Verissimo Monthly - February 2025

How AI Can And Will Shape The Future

Feb 28, 2025

Lots of updates and thoughts to share this month, so bear with us until the end!

Thoughts on Investing and Starting Up

It's been more than two years since ChatGPT exploded onto the scene—and our collective consciousness. Its pace of adoption has been among the fastest of any digital “app” in history, a particularly remarkable feat given that we are talking about the adoption of a new category of technology—the data suggests that U.S. adoption of generative AI has been faster than adoption of the personal computer and the internet.

This viral and shocking spread—the good folks at OpenAI famously launched ChatGPT as a low-key research preview—has led to an interesting dynamic: while most people “know” what generative AI is, many users’ experience is so limited and unproductive that they end up with a (very) false sense of what Large Language Models (LLMs) are currently “capable of” and where they are headed.

Here’s just one example:

Today we’ll explore:

The two main usage types
Which type most lends itself to investment
The killer app formula

The bottom line:

Large Language Models (LLMs) create value in two ways:
- as knowledge repositories ("Genies")
- as task executors ("Golems")
The greatest opportunities likely lie in workflow-integrated applications, where LLMs (a) enhance existing workflows or (b) unlock new workflows that were not previously possible.
Successful implementation typically requires domain expertise of the existing human-based workflow to select the best opportunities, insight to identify the creative improvements, and technical and product expertise to engineer the right solutions.

Let’s dive in…

I. The Two Main Usage Types

We find it useful to break down LLM utilization into two core usage archetypes: (A) Knowledge Interaction (it tells you things) and (B) Generative Tasks (it does things for you).

Let's explore these in detail…

A. Knowledge Interactions—The Genie

As the name would suggest this refers to interactions where the LLM provides users with information. This use case can span everything from learning a new skill from scratch and studying a new topic in depth (e.g., "What is General Relativity") to a quick lookup of how to solve a basic problem (e.g., “how do you accomplish X in Excel”). One incredibly useful example that I’ve personally used is uploading complex technical documents, academic papers, insurance forms, legal contracts, etc.—and having the LLM “break it down with you” as you read along. Try it, it will change your life. :)

Here we will cover three key points:

LLMs are incredibly knowledgeable
They suffer from important challenges
Nevertheless, they are useful even in their current form

1. LLMs are incredibly knowledgeable

Due to how they were trained, today’s LLMs contain the vast majority of humanity's accumulated knowledge, and are so capable at leveraging that knowledge that they are outgrowing the tests they are being evaluated against. We are literally running out of benchmarks to test new AI models on.

While benchmarks are certainly not a perfect measure (and most suffer from a number of known flaws), they are a good indicator of LLM’s capabilities, and feedback from real-world usage and exams both support this point.
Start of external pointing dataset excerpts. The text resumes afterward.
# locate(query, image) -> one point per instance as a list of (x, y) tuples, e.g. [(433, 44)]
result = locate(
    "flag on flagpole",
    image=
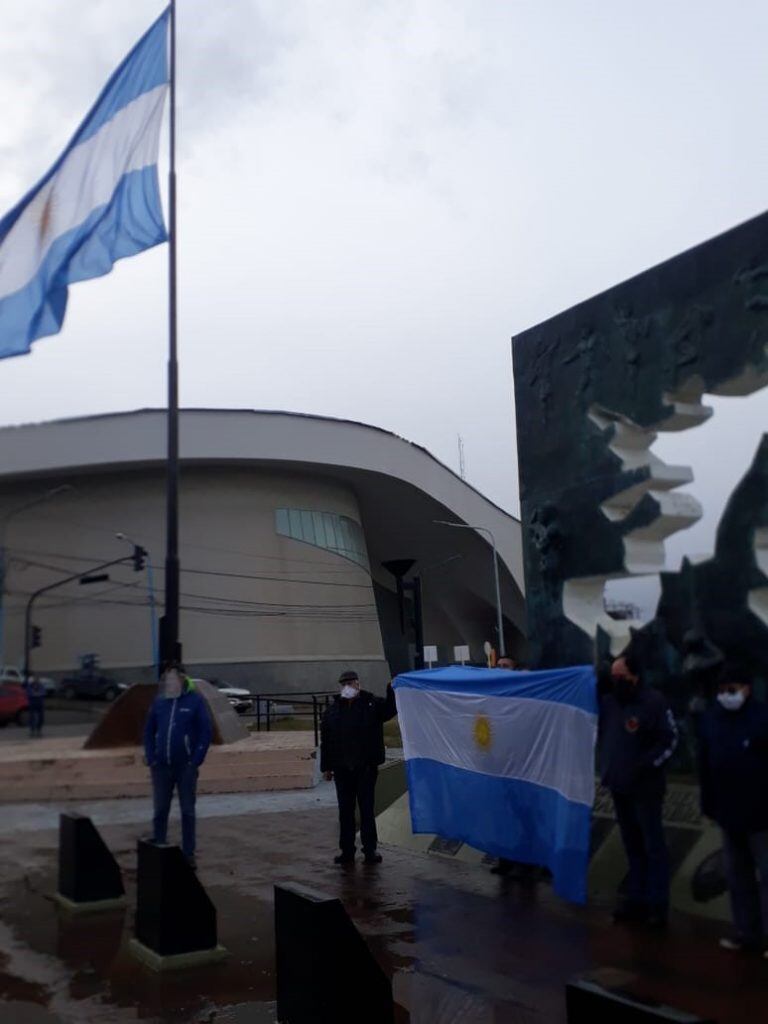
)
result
[(505, 761), (99, 202)]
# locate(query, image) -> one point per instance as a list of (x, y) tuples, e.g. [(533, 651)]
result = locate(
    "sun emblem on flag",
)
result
[(482, 732)]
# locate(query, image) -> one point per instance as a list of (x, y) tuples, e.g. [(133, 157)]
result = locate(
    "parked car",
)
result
[(13, 704), (238, 697), (50, 686), (94, 686), (11, 674)]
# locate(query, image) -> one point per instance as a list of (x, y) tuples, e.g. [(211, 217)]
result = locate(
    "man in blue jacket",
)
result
[(637, 737), (733, 766), (177, 735)]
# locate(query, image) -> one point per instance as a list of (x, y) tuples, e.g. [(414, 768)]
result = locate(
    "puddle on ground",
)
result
[(13, 987)]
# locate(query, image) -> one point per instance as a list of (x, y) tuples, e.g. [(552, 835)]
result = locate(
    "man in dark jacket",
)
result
[(733, 766), (351, 750), (36, 697), (637, 737), (177, 735)]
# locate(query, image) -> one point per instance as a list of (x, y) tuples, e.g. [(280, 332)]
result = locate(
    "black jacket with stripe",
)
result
[(636, 739)]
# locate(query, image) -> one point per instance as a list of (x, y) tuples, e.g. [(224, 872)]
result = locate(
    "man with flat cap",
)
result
[(351, 750)]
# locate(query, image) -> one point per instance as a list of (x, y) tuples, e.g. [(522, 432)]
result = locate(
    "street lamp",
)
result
[(484, 529), (151, 591), (3, 529)]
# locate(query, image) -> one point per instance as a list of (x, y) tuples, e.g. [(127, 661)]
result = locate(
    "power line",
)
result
[(85, 528), (214, 572)]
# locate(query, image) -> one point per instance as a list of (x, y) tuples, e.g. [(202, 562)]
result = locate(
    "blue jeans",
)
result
[(184, 779), (641, 825), (747, 870)]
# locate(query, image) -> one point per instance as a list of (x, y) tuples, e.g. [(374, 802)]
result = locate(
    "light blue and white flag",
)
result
[(98, 203), (505, 761)]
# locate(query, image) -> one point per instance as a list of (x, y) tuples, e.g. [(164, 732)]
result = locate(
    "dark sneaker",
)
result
[(658, 920), (504, 867)]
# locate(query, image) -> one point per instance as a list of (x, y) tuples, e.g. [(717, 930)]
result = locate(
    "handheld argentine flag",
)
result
[(504, 761), (98, 203)]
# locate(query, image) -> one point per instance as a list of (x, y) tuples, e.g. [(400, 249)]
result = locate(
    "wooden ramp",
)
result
[(61, 769)]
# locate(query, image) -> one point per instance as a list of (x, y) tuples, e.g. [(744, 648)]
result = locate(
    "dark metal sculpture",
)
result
[(593, 386)]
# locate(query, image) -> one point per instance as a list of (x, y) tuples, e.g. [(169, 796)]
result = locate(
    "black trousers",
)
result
[(356, 785)]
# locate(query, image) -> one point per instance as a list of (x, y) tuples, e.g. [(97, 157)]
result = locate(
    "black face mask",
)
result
[(624, 690)]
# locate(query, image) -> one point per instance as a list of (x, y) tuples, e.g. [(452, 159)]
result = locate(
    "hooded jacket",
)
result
[(733, 766), (351, 733), (636, 739), (178, 729)]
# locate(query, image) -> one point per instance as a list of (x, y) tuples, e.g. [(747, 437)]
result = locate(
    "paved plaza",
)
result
[(461, 945)]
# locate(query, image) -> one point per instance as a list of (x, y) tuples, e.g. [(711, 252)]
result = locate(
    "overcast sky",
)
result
[(376, 196)]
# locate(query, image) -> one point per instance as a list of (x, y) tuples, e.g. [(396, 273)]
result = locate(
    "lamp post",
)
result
[(94, 574), (151, 593), (484, 529), (3, 562)]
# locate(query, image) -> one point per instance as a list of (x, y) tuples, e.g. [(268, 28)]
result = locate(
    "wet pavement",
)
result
[(462, 946)]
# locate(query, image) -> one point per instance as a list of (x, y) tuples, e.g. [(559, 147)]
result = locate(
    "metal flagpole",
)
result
[(170, 645)]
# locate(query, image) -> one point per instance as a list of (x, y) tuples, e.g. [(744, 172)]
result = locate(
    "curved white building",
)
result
[(285, 522)]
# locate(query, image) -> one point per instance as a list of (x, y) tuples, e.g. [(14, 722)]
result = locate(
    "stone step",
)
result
[(110, 790)]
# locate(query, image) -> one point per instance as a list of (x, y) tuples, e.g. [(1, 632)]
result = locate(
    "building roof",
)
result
[(381, 466)]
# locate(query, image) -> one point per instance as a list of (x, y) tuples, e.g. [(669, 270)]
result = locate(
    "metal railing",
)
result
[(303, 704)]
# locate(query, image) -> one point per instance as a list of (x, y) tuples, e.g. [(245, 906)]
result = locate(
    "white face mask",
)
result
[(731, 701), (171, 685)]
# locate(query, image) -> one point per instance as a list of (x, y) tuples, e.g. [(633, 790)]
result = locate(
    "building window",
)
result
[(324, 529)]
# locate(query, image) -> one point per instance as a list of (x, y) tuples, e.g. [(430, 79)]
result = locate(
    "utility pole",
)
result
[(497, 588), (4, 553)]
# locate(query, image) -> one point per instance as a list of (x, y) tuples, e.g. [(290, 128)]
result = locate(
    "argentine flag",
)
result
[(505, 761), (98, 203)]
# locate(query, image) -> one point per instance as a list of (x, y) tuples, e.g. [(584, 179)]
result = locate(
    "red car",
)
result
[(13, 704)]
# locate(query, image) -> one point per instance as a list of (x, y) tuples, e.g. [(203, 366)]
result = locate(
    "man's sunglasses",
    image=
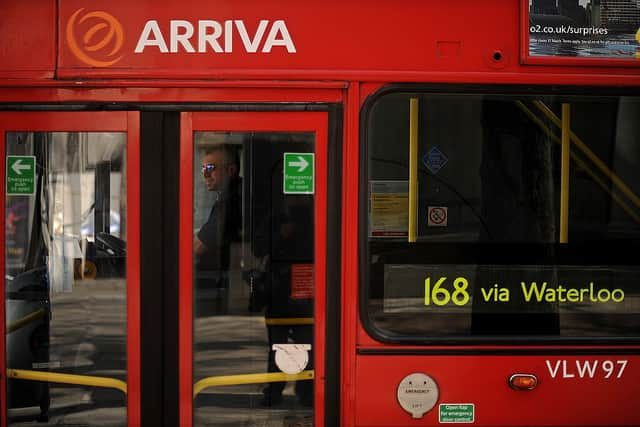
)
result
[(207, 169)]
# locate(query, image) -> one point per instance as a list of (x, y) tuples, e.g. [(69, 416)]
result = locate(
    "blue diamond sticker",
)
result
[(434, 160)]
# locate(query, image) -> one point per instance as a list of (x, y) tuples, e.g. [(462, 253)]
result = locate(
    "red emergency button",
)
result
[(523, 381)]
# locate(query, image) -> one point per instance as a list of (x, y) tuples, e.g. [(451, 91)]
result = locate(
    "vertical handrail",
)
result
[(580, 163), (564, 173), (584, 149), (413, 170)]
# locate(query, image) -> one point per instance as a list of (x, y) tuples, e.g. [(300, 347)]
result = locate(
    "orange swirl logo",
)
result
[(102, 40)]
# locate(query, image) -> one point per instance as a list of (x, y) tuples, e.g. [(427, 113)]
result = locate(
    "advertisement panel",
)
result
[(591, 30)]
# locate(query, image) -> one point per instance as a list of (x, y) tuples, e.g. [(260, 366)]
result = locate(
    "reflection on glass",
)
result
[(65, 263), (253, 282)]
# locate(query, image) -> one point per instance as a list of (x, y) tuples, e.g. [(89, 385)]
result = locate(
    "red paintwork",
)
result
[(334, 40), (27, 39), (482, 380), (346, 50), (96, 122)]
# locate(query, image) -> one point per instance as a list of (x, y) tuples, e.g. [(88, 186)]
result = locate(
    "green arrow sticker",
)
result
[(299, 173), (21, 175)]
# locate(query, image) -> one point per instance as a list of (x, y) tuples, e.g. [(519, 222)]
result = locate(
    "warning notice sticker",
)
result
[(301, 281)]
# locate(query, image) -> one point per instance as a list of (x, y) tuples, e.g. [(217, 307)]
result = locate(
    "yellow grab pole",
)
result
[(250, 379), (581, 164), (413, 170), (564, 172), (288, 321), (53, 377), (624, 188)]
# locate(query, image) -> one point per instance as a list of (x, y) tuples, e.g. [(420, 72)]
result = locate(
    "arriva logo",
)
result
[(213, 36), (102, 37)]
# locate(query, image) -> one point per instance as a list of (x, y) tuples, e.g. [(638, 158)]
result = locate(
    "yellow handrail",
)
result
[(581, 164), (590, 155), (250, 379), (54, 377), (564, 173), (26, 320), (413, 170), (287, 321)]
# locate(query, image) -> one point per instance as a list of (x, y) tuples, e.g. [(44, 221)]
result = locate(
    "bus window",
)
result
[(489, 258), (66, 283)]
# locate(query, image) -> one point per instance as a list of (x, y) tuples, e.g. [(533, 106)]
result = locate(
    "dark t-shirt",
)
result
[(223, 227)]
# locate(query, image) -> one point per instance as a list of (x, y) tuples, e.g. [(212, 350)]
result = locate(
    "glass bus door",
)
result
[(252, 268), (70, 342)]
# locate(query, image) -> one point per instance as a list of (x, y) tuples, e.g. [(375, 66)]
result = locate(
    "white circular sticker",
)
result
[(292, 358), (417, 394)]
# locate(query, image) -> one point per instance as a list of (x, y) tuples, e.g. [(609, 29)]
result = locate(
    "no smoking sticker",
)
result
[(437, 216)]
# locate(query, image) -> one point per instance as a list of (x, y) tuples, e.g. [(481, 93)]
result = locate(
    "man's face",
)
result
[(214, 171)]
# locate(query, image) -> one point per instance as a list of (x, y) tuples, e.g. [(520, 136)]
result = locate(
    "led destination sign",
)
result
[(533, 289)]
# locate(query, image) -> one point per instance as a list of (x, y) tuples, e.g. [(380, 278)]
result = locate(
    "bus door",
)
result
[(252, 267), (70, 341)]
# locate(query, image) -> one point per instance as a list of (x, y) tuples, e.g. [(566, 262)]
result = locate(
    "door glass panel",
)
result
[(253, 281), (65, 253)]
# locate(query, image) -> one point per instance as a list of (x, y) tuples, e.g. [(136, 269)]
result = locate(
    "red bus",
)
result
[(401, 213)]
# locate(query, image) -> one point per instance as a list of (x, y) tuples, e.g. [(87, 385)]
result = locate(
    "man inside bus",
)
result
[(212, 245)]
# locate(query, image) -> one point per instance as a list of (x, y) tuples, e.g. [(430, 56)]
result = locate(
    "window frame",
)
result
[(364, 266)]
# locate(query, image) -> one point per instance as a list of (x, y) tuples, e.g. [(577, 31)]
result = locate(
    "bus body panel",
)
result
[(566, 382)]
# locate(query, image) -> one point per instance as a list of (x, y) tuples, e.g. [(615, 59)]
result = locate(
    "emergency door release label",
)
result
[(21, 175), (456, 413), (298, 176)]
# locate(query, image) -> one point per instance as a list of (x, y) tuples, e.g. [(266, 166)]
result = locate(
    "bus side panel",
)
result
[(27, 44), (576, 390)]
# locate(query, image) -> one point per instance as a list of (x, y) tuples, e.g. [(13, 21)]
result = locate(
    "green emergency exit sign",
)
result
[(299, 170), (21, 175), (457, 413)]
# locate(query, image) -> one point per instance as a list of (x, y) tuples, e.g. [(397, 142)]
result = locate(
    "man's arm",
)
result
[(199, 248)]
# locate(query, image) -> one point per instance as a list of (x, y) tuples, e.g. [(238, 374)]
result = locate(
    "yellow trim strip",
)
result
[(413, 170), (287, 321), (250, 379), (26, 320), (591, 155), (564, 173), (581, 164), (54, 377)]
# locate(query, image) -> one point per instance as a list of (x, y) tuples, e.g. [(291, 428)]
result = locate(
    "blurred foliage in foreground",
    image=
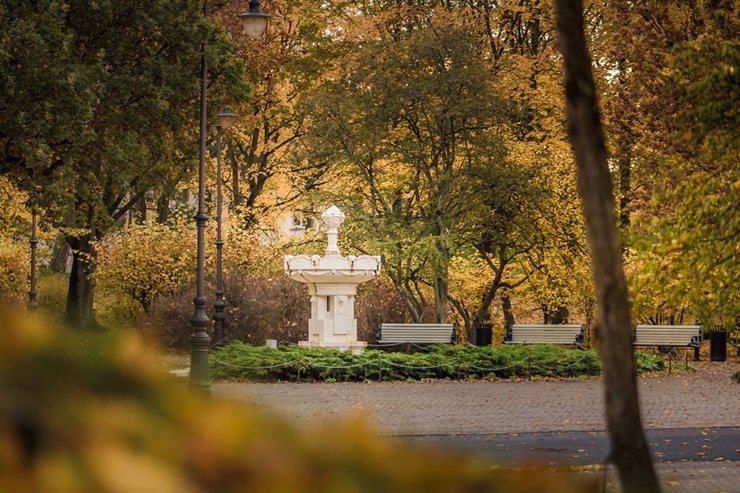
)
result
[(239, 361), (70, 422)]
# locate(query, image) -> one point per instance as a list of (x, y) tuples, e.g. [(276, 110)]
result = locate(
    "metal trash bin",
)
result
[(483, 334), (718, 344)]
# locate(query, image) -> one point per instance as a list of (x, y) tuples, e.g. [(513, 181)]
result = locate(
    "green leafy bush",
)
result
[(239, 361), (647, 362)]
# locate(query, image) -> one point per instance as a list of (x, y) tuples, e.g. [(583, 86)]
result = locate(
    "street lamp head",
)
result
[(225, 118), (254, 20)]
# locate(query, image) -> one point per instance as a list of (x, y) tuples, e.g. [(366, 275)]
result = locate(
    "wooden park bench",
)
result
[(667, 339), (562, 334), (392, 333)]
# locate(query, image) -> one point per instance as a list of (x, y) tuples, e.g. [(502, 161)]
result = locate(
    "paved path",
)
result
[(703, 399)]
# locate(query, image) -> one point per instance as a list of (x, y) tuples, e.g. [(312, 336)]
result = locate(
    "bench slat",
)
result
[(421, 333), (563, 334), (668, 335)]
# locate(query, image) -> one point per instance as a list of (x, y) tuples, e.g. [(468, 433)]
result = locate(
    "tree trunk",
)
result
[(79, 312), (508, 313), (629, 448), (440, 299), (163, 209), (59, 256)]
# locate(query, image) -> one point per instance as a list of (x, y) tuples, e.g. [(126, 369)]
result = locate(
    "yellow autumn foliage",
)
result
[(72, 422)]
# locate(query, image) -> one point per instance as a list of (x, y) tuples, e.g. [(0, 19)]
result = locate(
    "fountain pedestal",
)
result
[(332, 284)]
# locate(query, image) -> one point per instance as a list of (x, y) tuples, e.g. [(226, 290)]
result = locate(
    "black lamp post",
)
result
[(32, 304), (225, 119), (255, 23)]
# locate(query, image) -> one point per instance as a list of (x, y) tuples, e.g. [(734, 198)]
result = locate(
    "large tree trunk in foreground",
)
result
[(629, 448)]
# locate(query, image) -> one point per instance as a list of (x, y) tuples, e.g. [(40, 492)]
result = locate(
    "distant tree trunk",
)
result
[(141, 210), (508, 313), (555, 317), (163, 209), (60, 252), (79, 311), (630, 450)]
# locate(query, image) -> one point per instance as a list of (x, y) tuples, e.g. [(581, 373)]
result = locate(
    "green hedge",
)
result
[(242, 362)]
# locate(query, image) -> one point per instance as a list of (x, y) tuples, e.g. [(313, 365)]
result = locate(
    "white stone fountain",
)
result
[(332, 283)]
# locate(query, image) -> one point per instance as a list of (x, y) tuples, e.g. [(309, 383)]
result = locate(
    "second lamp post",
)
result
[(255, 23), (225, 119)]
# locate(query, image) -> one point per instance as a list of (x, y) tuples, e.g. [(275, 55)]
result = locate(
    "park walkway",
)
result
[(704, 398)]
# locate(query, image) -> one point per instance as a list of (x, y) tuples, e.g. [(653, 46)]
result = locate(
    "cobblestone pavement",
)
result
[(705, 398)]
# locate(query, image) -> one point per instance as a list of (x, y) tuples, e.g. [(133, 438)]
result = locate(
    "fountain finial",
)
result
[(333, 219)]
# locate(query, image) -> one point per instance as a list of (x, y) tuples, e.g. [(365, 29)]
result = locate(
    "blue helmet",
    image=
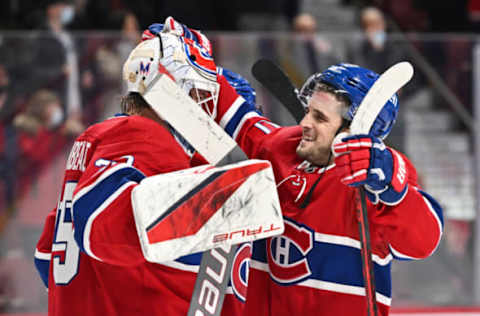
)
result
[(354, 82)]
LLM performance is reaching the upper bounds of benchmarks, exhausting their usefulness.

The leading LLMs are already competitive with graduate-level reasoning.

Even "Humanity's Last Exam," a benchmark created to resolve this issue, is suffering the same fate as the other benchmarks.

2. LLMs suffer from important challenges

The non-determinism problem (they’re not reliably consistent): LLMs possess remarkable capabilities but struggle with consistent reliability. This gap manifests when models demonstrate impressive knowledge in one instance but fail unexpectedly in similar scenarios. While an LLM might brilliantly explain quantum mechanics one moment, it could confidently misrepresent basic physics concepts the next—without any indication of reduced confidence.
The hallucination problem (they make stuff up): LLMs are fundamentally prediction engines that generate text based on statistical patterns rather than understanding truth. This leads to hallucinations—instances where models generate false information, fabricate references, or create entirely fictional narratives with complete confidence. This tendency to confabulate poses significant challenges in professional contexts where accuracy is paramount.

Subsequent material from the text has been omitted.